I start by cutting out the pattern. Here I'm using a lovely lavender scrap. Wonder what that's from? ;-)
Once the pattern is cut out, there are a couple of different options for pleating the material. There are iron-on transfer dots or the dots can be carefully drawn on with a fabric marker. Then the material is gathered by using a running stitch. Or the material is run through a pleater. I'm lucky enough to have the use of my mom's pleater. Some fabric stores offer pleating for a fee. That's the pleater on the left and spools of thread on the right. My dad built this board to hold both the machine and the thread. It really makes this process very smooth.
This is a Sally Stanley pleater. Those are the needles on the left. I didn't get a picture of those, but they have a crook and fit between two of the rods. You insert as many needles as you want rows of smocking. I want 5 rows of smocking, so I've inserted 5 needles.

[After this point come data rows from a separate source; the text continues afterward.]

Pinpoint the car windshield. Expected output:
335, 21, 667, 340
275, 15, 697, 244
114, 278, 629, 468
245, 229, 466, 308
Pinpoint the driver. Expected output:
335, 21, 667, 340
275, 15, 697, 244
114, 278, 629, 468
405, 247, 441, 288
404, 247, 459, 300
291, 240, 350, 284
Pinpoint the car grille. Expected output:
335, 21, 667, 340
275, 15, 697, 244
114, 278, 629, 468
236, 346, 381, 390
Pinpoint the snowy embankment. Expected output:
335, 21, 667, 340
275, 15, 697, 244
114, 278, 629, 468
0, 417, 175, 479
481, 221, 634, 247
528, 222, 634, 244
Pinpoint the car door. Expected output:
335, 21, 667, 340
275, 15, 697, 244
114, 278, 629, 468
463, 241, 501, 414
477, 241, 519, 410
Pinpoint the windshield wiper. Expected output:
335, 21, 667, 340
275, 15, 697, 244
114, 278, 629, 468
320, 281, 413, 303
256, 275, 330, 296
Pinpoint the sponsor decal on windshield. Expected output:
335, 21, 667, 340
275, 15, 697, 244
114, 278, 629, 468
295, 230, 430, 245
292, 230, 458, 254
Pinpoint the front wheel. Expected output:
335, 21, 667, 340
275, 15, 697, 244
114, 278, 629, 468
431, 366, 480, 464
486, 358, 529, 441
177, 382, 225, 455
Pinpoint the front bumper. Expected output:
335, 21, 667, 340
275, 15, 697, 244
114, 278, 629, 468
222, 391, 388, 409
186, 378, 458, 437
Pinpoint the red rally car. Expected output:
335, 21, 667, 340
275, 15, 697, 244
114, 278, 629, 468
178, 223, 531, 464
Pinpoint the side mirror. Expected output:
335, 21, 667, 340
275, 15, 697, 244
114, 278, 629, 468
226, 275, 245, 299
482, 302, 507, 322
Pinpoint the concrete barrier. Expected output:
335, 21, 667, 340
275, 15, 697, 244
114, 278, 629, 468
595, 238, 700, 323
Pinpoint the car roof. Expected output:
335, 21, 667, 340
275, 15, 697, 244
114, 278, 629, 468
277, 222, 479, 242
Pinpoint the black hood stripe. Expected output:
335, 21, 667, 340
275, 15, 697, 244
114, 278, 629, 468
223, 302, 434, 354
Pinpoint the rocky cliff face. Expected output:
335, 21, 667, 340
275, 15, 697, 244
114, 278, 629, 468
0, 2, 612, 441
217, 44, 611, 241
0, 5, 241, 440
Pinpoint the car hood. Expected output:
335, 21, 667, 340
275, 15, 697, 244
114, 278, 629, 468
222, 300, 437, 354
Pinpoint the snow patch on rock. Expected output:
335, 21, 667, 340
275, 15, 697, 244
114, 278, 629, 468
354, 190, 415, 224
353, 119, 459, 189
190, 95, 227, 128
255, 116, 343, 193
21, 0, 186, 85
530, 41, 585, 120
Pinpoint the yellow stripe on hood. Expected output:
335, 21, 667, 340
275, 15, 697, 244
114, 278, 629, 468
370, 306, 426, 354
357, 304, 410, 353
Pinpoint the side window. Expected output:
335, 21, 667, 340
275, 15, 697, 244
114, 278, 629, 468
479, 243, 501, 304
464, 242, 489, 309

The fabric gets wrapped around a wooden dowel.
Here's the knob that turns the rods.
The material feeds into the pleater...
...and onto the needles.
Gently pull the pleated material off of the needles and onto the thread.
Cut the threads, leaving plenty on either side of the material and stretch/shape to whatever you are making.
Now the fabric is ready to be smocked. The green threads are called gathering stitches. Smocking is done on top of the pleats, using the gathering threads as guides. It's very much like learning to write on ruled paper. There are some websites that outline the basic stitches.Stitches Link 2
I have a couple of books that serve as inspiration and instruction for patterns (like the baskets). Sometimes I just do my own thing. Luckily, it's easily pulled out and redone if you make a mistake (as I am prone to do!) or don't like the way it looks. There are also smocking plates.
Are you thoroughly bored now? I think smocking is great fun and I love to talk about it. In fact, I think it's time to start a new project!